How to think about the fact, so many are "giving up" on healthcare as even having the potential of positive outcomes? Whichever way one slices it, the news does not appear good. While policy makers will likely reduce healthcare access wherever possible in the foreseeable future, these reductions still don't get at the root circumstance today's healthcare has generated, regarding long term federal budget obligations. Indeed, that would still hold true, even without the added consideration of aging demographics.

As healthcare (in its present organizational capacity) continues to become a larger part of GDP, relatively less revenue from other sources remains available, to fund its growing costs. As a dependent equilibirum component, healthcare's present requirements for (excessive) input in relation to total output of time based product, contribute to the present low productivity patterns of economic stagnation. This unfortunate reality leaves policy makers on both sides of the aisle, with few choices or long term solutions.

Plus: Even as more healthcare cuts inevitably take place, more senior citizens will seek access to healthcare in the years ahead. Since today's healthcare is still equilibrium dependent rather than capable of providing equilibrium growth, it slowly - but surely - reduces the same economic growth which so many had hoped would be able to reverse its growing burdens. Paradoxically, the way healthcare is currently organized, contributes to its dependent equilibrium status. What is needed, are ways that healthcare could actually contribute to wealth creation, instead of detracting from wealth creation.

In the meantime, the crowding out effects of healthcare are also exacerbated by monetary policy. The Keynesian 20th century approach to inflation, was an approach which had little means to respond to the crowding effects of relative inflation or deflation, depending on sector. Healthcare has become a major source of supply side inflation. Yet when central bankers attempt to compensate, they inadvertently make the situation much worse, by leaving less money for the representation of other vitally important marketplace obligations.

There are ways out of this dilemma, but they include thinking about today's healthcare burdens somewhat differently. Ultimately, populations could internally coordinate healthcare alongside other important time based services. There are wide swathes of knowledge which could can be tapped, that have been available for centuries and are not subject to the same knowledge use protections, as present day "cutting edge" procedures. New wealth could be incrementally built by focusing on everyone's skills capacity, and healthcare could function with other knowledge as components of tangible, time based product. This increased quantification could do much to restore productivity.
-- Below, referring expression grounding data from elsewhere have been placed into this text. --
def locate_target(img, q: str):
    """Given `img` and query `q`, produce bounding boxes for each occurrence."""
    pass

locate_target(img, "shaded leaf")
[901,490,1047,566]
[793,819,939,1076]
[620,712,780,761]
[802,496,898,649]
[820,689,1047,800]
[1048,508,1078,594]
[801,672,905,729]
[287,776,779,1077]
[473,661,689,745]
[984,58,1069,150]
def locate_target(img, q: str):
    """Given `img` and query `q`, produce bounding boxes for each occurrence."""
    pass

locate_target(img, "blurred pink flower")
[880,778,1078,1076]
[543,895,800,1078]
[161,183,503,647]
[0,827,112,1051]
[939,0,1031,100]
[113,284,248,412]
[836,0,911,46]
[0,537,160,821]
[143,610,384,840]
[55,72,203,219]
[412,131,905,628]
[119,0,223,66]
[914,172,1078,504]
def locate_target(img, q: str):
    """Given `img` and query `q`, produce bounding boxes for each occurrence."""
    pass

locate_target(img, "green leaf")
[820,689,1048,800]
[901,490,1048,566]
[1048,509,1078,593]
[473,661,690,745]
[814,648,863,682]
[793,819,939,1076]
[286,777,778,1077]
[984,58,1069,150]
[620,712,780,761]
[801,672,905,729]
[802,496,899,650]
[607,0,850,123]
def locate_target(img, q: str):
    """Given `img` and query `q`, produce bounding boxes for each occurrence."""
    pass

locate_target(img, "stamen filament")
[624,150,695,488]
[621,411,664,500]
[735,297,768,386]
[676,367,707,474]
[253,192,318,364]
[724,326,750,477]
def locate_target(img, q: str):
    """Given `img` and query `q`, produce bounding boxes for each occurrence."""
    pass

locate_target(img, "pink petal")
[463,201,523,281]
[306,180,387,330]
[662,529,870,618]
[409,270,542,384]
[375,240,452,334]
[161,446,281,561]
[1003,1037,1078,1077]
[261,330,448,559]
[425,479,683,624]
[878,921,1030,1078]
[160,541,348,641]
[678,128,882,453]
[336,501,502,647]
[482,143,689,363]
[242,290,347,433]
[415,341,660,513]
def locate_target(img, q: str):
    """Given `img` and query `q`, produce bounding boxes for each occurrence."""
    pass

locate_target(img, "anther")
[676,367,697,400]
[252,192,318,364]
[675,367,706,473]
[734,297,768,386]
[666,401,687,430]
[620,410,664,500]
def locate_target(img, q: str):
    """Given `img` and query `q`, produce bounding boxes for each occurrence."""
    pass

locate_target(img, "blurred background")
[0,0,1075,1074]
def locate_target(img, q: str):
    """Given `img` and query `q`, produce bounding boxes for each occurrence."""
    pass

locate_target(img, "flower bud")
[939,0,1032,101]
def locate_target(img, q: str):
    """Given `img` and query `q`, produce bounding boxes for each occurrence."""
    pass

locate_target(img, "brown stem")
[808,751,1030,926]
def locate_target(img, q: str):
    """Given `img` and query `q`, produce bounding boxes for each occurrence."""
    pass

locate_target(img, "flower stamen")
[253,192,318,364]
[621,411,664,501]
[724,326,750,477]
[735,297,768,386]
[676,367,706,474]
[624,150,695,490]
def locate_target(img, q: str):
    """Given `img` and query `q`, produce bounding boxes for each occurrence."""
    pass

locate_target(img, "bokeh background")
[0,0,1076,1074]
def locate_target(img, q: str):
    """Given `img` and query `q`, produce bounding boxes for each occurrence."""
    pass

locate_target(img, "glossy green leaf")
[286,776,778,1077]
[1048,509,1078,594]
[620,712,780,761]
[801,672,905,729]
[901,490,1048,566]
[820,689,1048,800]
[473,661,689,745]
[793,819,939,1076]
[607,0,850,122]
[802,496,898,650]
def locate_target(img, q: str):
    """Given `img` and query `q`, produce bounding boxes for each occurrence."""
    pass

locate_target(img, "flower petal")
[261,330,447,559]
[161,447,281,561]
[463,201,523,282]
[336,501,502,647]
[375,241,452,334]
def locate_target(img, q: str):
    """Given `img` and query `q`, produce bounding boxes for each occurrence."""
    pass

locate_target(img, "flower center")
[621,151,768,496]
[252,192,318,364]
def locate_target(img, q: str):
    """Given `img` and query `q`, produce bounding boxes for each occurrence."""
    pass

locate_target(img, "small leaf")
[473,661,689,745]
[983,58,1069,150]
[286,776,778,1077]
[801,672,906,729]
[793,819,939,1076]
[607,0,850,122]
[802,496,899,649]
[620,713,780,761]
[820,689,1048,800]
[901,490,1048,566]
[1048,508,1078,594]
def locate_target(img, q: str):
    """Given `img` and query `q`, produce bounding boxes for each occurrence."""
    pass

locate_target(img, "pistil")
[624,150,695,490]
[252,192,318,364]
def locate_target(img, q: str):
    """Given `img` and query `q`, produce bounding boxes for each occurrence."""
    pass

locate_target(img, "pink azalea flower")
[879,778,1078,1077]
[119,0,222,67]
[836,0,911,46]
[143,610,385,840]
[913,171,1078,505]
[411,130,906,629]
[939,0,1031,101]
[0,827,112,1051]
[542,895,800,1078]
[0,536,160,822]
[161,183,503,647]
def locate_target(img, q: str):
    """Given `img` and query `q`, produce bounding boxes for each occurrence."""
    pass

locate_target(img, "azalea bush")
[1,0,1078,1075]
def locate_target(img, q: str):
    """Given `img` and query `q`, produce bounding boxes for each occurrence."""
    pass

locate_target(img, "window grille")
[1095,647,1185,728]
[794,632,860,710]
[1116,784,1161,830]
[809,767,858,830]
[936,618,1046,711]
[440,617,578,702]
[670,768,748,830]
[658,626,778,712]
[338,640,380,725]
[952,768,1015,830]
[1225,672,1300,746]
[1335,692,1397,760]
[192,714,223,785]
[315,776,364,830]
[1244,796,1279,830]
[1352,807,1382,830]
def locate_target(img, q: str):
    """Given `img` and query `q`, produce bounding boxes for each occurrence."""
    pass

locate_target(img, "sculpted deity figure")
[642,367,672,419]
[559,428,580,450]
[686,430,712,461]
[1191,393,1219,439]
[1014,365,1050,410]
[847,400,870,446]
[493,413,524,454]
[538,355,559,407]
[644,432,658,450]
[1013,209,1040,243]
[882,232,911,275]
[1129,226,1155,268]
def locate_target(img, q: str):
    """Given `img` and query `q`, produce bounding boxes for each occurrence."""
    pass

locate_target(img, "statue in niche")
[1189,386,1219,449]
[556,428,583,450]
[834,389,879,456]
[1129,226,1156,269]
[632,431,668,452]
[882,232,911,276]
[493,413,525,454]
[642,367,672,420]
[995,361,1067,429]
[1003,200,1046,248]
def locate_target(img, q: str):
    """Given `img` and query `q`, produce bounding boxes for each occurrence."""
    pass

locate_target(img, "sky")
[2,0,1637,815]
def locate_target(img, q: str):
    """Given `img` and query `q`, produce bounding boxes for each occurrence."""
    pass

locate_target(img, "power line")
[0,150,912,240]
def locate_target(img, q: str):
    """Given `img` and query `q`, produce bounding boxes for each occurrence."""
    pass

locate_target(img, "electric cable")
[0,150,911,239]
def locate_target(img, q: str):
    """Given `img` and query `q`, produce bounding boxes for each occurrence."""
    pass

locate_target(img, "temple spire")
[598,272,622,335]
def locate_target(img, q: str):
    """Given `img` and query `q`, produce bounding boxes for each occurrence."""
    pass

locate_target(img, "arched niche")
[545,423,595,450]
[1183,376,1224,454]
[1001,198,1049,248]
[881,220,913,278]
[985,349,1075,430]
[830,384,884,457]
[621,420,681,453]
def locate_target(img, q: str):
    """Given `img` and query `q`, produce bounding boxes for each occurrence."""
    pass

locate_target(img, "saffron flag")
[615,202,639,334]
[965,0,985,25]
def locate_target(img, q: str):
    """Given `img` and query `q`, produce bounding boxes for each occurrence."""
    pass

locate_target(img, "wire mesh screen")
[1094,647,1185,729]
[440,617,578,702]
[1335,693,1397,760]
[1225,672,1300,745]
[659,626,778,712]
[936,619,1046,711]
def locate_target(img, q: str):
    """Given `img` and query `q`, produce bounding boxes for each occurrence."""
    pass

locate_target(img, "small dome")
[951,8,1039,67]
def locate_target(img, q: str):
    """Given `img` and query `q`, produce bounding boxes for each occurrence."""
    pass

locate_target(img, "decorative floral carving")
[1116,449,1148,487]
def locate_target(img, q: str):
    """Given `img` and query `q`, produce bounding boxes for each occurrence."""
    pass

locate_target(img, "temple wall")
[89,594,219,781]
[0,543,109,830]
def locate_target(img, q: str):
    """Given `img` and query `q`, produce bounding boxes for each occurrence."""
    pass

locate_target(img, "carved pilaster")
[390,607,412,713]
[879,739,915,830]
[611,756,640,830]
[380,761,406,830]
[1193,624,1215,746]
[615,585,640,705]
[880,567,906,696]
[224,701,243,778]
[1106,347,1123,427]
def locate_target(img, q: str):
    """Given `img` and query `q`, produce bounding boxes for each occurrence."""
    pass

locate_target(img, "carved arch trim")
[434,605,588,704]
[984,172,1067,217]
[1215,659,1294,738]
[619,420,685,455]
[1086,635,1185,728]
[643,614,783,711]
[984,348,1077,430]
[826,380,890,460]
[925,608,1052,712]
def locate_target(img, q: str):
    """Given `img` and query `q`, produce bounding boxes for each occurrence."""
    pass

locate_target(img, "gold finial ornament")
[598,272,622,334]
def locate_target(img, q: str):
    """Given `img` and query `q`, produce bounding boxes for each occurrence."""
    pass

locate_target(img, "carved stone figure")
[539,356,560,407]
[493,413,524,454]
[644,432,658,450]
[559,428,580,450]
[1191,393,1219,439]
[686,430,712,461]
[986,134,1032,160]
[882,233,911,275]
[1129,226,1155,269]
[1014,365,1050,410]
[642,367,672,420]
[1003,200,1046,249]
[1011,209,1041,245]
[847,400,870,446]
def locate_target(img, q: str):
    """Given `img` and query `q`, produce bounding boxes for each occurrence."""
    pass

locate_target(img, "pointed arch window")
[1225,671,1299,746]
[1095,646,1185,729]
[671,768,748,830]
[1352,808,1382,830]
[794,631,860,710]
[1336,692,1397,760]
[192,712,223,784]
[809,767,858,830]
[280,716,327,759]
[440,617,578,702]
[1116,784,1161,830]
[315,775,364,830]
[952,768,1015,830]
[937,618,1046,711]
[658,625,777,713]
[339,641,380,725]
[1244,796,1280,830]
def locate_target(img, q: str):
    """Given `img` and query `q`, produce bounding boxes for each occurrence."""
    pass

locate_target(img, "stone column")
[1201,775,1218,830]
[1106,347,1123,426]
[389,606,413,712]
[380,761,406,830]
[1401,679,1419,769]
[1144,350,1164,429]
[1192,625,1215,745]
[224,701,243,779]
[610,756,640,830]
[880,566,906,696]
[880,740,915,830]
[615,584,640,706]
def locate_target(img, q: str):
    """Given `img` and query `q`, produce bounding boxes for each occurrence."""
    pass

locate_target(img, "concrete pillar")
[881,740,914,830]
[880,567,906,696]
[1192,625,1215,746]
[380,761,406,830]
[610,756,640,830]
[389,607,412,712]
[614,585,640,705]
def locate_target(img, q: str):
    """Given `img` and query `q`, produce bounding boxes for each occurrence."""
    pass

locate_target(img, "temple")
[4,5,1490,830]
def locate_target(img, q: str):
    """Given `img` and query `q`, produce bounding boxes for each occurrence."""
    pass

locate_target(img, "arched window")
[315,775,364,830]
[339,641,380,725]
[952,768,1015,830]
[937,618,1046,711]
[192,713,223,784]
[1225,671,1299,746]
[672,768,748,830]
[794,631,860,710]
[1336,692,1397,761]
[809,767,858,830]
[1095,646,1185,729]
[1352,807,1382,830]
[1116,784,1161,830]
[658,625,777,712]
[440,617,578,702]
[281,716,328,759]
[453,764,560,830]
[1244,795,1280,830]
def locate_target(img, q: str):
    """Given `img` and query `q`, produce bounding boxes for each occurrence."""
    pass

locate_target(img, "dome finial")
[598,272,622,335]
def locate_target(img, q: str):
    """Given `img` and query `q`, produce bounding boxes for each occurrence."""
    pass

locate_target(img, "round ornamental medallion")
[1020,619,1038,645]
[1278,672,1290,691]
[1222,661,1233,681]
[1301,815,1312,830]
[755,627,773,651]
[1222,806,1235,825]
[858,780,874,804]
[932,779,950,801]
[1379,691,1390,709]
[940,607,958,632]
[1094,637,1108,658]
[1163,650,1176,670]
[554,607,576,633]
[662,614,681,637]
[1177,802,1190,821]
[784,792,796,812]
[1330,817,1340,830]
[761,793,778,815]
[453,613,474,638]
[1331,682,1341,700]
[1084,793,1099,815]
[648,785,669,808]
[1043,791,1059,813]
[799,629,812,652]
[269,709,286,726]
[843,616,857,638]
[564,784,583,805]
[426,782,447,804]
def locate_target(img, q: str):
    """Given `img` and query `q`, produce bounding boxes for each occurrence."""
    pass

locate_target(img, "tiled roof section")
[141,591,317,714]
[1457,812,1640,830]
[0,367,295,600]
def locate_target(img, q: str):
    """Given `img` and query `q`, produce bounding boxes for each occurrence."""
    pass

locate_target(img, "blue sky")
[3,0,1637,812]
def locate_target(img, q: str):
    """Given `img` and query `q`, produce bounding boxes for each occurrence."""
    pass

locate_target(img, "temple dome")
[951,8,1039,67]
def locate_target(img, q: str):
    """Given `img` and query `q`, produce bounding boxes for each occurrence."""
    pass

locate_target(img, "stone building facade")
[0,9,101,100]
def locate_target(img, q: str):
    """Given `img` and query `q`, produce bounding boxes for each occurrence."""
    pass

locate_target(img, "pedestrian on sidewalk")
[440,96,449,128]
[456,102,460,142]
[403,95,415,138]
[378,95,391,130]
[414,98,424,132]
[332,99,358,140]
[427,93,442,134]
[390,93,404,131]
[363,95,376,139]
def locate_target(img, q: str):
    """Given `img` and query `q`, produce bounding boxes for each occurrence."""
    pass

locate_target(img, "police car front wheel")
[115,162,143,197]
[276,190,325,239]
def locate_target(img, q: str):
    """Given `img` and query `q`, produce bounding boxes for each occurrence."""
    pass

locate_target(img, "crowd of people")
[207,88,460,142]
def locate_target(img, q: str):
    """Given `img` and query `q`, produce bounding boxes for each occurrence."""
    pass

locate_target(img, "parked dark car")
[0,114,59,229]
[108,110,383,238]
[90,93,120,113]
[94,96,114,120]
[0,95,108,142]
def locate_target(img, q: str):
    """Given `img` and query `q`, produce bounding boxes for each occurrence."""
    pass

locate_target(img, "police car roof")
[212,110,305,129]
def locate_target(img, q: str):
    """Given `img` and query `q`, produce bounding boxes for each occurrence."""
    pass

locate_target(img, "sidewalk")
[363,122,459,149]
Eventually, healthcare would become part of a broader marketplace where - until now - productive agglomeration has largely been missing. These new service generated marketplaces would relieve considerable pressure on policy makers, not to mention the pressures for services which have been borne by taxpayers, governments and employers alike. Human capital investment would be compensated as a continuous part of educational processes. This is all the more important, since the normal investment burdens of today's physicians make it difficult for them to practice in rural areas of the U.S. By making organizational capacity for healthcare less equilibrium dependent, the healthcare of the future would no longer have to present such a societal burden.